Deaf man among those helped at job fair

TULALIP — Jacob Simmons, 30, boasts a significant amount of experience in the warehouse and manufacturing sectors, but job-hunting is complicated because he's deaf.

Jacob Simmons looks over a brochure with his dad Roger.

TULALIP — Jacob Simmons, 30, boasts a significant amount of experience in the warehouse and manufacturing sectors, but job-hunting is complicated because he’s deaf.

Simmons came from Langley to check out the Snohomish County Career Fair at the Tulalip Resort Casino April 12.

Accompanied by his father, Roger, as well as an interpreter, Simmons submitted his resume to employer booths including Pacific Seafood, where production supervisor Fermin Lopez touted his company’s warehouse, production, delivery and sales positions.

“Obviously, the need to communicate in sign language would present challenges, but if he’s a qualified candidate, we can figure it out,” Lopez said, after receiving an estimated 30 resumes in the fair’s first hour and a half. “Honestly, the most-important traits are a good attitude and a willingness to learn.”

Lopez noted that Pacific Seafood prefers to promote from within and is gearing up to expand from 25,000- to 80,000-square feet, so the company’s job opportunities will grow.

Roger cited UPS as a previous job where Simmons did well.

“He needs a job where he can be shown what to do, then left on his own to do it,” Roger said. “The less communication is required, the better.”

Through his interpreter, Simmons emphasized that he’s willing to move to wherever the work might be.

“I wish there were more warehouse and welding positions at this fair, but I’ve made some pretty good connections so far,” he signed.

By contrast, Scott Shipley and Bernie Von Herbulis are both from Marysville and looking to explore midlife career changes.

Von Herbulis is a branch manager with Orkin who’s interested in a lateral move, or possibly even trading up.

“After twenty-five years, I’m as vested as it gets, but I’ve got time enough to do it all over again,” Von Herbulis said.

While Von Herbulis was also intrigued by Pacific Seafood, as well as Home Depot, he agreed with Shipley that schools and law enforcement were perhaps over-represented.

“I know police departments are fighting for hires, but with my size, I’d make too easy a target,” Von Herbulis said.

Shipley has school-age children and experience in the PTA, so he’s considering a position with one of the schools, possibly custodial.

Although the law enforcement booths included city police departments, the Snohomish County Sheriff’s Office and Washington State Patrol, the representatives of U.S. Customs and Border Protection stood out enough to attract attention.

Border patrol agent David Whipple was accompanied by customs first line supervisor Christian Danks in pitching the opportunities that their job field offers.

“We’ll take you with no college degree and teach you to shoot, drive, arrest and defend yourself like any law enforcement agency would,” Whipple told Kenzie Tiernan, whose fiancé is in the military. “Most of our positions are at the southern border, so you will need to relocate, but after a couple of years, you’re making six figures. You’re making a good living with good retirement benefits, and you can transfer to other duty stations when they’re open.”

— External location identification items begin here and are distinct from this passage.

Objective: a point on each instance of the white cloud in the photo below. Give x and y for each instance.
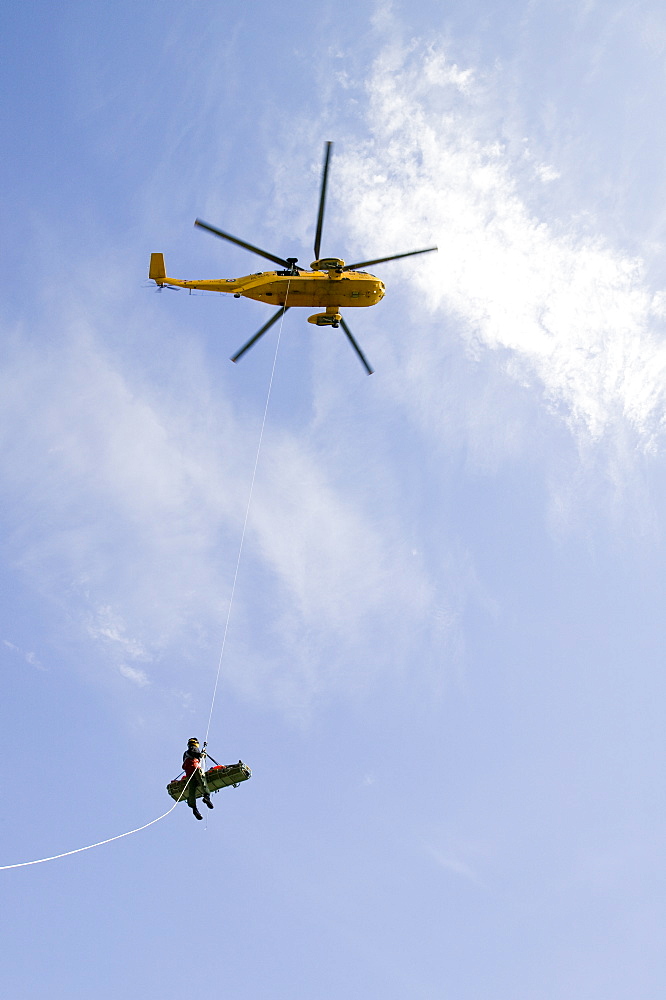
(128, 499)
(576, 315)
(138, 677)
(29, 657)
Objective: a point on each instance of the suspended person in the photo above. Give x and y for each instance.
(196, 777)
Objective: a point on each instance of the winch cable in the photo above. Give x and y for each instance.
(100, 843)
(247, 515)
(138, 829)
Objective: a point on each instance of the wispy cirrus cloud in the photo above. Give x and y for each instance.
(574, 317)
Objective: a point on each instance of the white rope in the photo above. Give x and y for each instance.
(89, 847)
(247, 514)
(128, 833)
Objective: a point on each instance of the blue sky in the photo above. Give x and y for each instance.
(445, 655)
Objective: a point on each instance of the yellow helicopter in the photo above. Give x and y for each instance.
(330, 284)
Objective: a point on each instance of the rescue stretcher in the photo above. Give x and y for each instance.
(220, 776)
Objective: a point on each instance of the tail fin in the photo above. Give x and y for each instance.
(157, 270)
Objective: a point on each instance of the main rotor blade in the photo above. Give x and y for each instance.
(380, 260)
(356, 347)
(322, 198)
(274, 318)
(242, 243)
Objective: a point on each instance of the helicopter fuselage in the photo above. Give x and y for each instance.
(304, 288)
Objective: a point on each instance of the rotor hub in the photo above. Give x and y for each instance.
(328, 264)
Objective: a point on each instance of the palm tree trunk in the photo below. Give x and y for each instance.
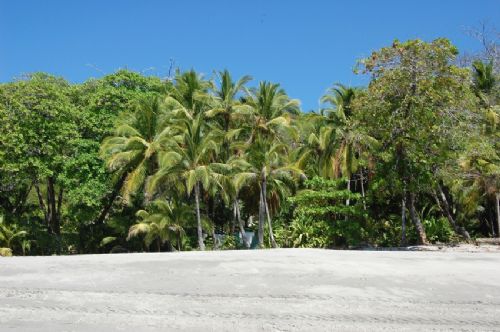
(240, 224)
(362, 188)
(422, 238)
(445, 210)
(347, 202)
(109, 200)
(201, 244)
(266, 207)
(261, 220)
(497, 196)
(403, 221)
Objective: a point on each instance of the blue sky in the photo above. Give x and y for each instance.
(304, 45)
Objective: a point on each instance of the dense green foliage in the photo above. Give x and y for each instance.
(133, 163)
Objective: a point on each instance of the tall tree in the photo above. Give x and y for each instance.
(416, 95)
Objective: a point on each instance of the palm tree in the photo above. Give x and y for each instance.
(188, 158)
(188, 94)
(351, 143)
(132, 150)
(8, 234)
(271, 109)
(265, 164)
(267, 131)
(318, 145)
(162, 221)
(481, 177)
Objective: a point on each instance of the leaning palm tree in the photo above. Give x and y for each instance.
(186, 164)
(162, 221)
(133, 148)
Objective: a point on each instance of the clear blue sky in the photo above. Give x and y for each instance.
(304, 45)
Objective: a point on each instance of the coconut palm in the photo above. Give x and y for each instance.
(162, 221)
(187, 162)
(271, 109)
(188, 93)
(132, 150)
(351, 143)
(317, 150)
(9, 234)
(265, 164)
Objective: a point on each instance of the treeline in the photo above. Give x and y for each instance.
(135, 163)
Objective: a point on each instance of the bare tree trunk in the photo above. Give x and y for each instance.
(269, 224)
(422, 238)
(199, 229)
(43, 207)
(347, 202)
(362, 188)
(403, 221)
(53, 213)
(261, 220)
(240, 224)
(110, 199)
(216, 240)
(446, 211)
(497, 197)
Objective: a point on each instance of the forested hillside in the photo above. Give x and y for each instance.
(128, 162)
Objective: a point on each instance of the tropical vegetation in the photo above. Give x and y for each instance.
(129, 162)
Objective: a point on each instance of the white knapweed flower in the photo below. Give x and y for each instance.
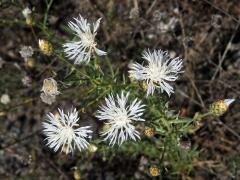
(81, 50)
(63, 132)
(159, 71)
(120, 118)
(26, 12)
(26, 52)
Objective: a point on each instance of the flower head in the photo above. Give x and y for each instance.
(26, 12)
(50, 87)
(63, 132)
(219, 107)
(82, 49)
(45, 46)
(26, 52)
(159, 71)
(154, 171)
(5, 99)
(120, 117)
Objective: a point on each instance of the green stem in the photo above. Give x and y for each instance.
(46, 13)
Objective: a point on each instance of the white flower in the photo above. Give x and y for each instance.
(159, 71)
(26, 52)
(120, 117)
(63, 132)
(82, 49)
(26, 12)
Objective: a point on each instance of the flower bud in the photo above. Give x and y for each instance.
(50, 87)
(45, 46)
(149, 132)
(92, 148)
(154, 171)
(219, 107)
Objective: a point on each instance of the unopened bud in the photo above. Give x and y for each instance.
(219, 107)
(45, 47)
(149, 132)
(154, 171)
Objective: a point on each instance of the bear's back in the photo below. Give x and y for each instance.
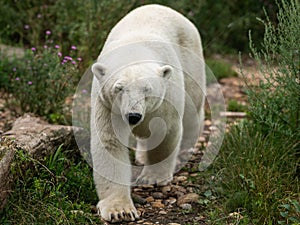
(155, 22)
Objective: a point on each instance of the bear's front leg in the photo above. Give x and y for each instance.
(112, 172)
(160, 162)
(112, 177)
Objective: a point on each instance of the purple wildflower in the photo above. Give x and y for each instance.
(68, 58)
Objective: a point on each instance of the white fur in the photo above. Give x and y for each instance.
(144, 53)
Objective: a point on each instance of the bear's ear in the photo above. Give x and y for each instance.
(165, 71)
(98, 70)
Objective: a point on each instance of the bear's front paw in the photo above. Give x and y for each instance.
(153, 176)
(114, 210)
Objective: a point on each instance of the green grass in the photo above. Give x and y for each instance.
(58, 190)
(218, 69)
(254, 175)
(235, 106)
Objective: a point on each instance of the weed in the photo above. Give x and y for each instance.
(55, 191)
(235, 106)
(219, 69)
(41, 81)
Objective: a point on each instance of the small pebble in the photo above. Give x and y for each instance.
(166, 189)
(186, 206)
(150, 199)
(157, 195)
(157, 204)
(162, 212)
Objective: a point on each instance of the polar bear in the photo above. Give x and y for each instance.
(149, 84)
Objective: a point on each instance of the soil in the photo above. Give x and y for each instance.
(172, 204)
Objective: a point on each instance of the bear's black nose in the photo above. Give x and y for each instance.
(133, 118)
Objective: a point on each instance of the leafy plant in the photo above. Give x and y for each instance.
(290, 211)
(41, 81)
(220, 69)
(58, 190)
(257, 171)
(275, 102)
(235, 106)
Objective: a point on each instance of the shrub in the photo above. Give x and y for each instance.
(59, 190)
(258, 165)
(219, 68)
(257, 172)
(275, 102)
(41, 81)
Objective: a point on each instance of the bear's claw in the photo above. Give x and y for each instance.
(117, 211)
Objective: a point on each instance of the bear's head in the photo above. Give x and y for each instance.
(133, 91)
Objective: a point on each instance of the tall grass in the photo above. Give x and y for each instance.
(58, 190)
(258, 165)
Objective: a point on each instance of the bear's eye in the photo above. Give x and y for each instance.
(147, 89)
(119, 88)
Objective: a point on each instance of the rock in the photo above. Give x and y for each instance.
(181, 178)
(171, 201)
(202, 139)
(207, 123)
(35, 136)
(157, 195)
(157, 204)
(138, 199)
(7, 151)
(162, 212)
(166, 189)
(188, 198)
(147, 186)
(40, 138)
(12, 52)
(186, 206)
(150, 199)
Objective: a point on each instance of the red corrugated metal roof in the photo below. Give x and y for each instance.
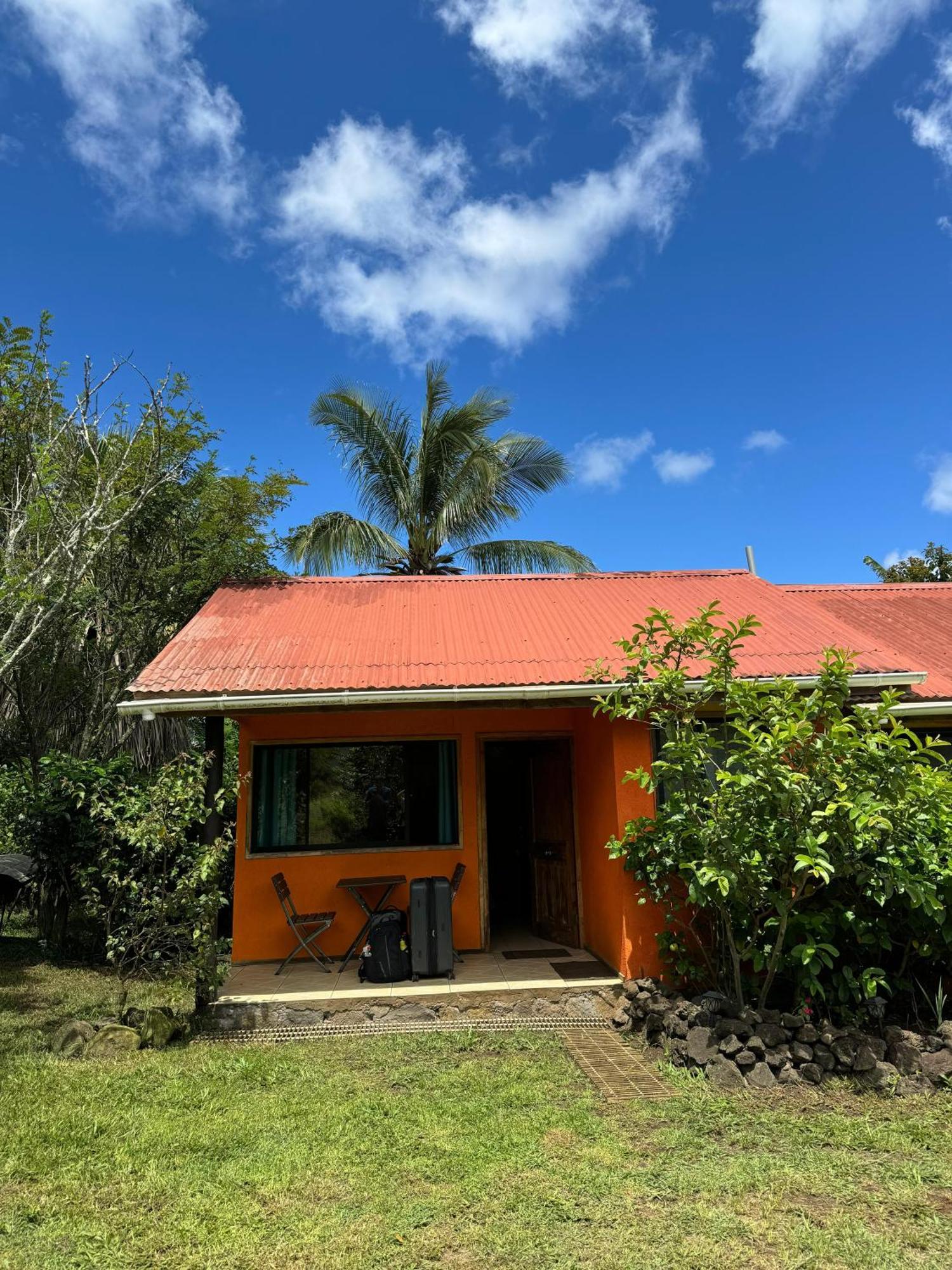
(333, 634)
(912, 617)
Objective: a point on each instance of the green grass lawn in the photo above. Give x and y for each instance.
(463, 1151)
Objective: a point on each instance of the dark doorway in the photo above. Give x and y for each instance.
(531, 840)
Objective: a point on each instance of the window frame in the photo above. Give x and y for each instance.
(355, 849)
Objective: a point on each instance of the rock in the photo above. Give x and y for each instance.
(824, 1059)
(906, 1059)
(761, 1078)
(843, 1051)
(724, 1075)
(703, 1046)
(879, 1078)
(939, 1065)
(587, 1006)
(412, 1012)
(114, 1039)
(541, 1008)
(790, 1076)
(913, 1086)
(865, 1059)
(348, 1019)
(73, 1038)
(157, 1029)
(771, 1034)
(733, 1027)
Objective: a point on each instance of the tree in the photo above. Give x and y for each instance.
(934, 566)
(432, 495)
(785, 813)
(178, 525)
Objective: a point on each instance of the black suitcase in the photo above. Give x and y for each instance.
(431, 928)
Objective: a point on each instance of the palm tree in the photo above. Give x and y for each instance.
(433, 495)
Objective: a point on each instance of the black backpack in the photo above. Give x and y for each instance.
(387, 958)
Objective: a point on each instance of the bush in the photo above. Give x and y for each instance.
(817, 835)
(126, 850)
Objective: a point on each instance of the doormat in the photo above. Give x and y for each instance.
(595, 970)
(615, 1067)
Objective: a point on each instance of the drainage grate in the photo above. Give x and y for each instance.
(615, 1069)
(318, 1032)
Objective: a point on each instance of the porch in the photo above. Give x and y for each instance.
(516, 963)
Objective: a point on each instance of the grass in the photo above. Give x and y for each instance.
(453, 1151)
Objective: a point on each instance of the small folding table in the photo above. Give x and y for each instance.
(357, 887)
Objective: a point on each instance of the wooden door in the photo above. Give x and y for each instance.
(553, 849)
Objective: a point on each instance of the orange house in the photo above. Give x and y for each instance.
(399, 727)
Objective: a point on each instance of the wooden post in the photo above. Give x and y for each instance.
(213, 830)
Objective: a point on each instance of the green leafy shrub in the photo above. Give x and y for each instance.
(812, 836)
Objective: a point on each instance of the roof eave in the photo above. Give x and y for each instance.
(357, 699)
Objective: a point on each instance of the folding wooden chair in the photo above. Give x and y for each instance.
(454, 888)
(300, 925)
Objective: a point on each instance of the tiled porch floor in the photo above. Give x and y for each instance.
(479, 972)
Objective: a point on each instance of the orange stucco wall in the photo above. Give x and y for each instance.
(612, 923)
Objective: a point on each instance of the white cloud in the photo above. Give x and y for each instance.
(385, 238)
(560, 40)
(939, 496)
(932, 128)
(765, 439)
(604, 462)
(808, 53)
(147, 123)
(680, 465)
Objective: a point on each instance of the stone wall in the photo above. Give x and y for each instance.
(758, 1050)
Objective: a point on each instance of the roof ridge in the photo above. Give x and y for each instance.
(883, 587)
(601, 576)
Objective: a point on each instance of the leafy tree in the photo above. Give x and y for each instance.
(432, 495)
(173, 526)
(934, 566)
(785, 813)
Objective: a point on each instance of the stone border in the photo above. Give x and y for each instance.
(224, 1017)
(747, 1048)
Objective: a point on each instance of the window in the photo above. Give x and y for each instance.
(361, 794)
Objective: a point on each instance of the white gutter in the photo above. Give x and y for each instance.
(357, 699)
(922, 709)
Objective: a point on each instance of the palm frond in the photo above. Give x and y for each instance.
(338, 539)
(374, 436)
(525, 556)
(532, 468)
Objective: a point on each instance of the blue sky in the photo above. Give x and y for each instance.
(708, 248)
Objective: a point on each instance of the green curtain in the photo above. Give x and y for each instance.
(276, 797)
(446, 787)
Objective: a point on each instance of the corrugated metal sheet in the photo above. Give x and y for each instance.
(912, 617)
(331, 634)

Whipple pointed out that Tiernan’s fiancé could expect his years in the military to be counted toward his retirement in Border & Customs.

“We hire military all the time,” Whipple said.

Danks told Tiernan’s friends that if they’re looking for interior or international jobs, customs is for them, since they can be stationed at airports around the world.

“You can live anywhere from Singapore to Ireland,” Danks said. “And it’s not like the military, where you have to move every few years. You can choose your assignments, as long as they’re open.”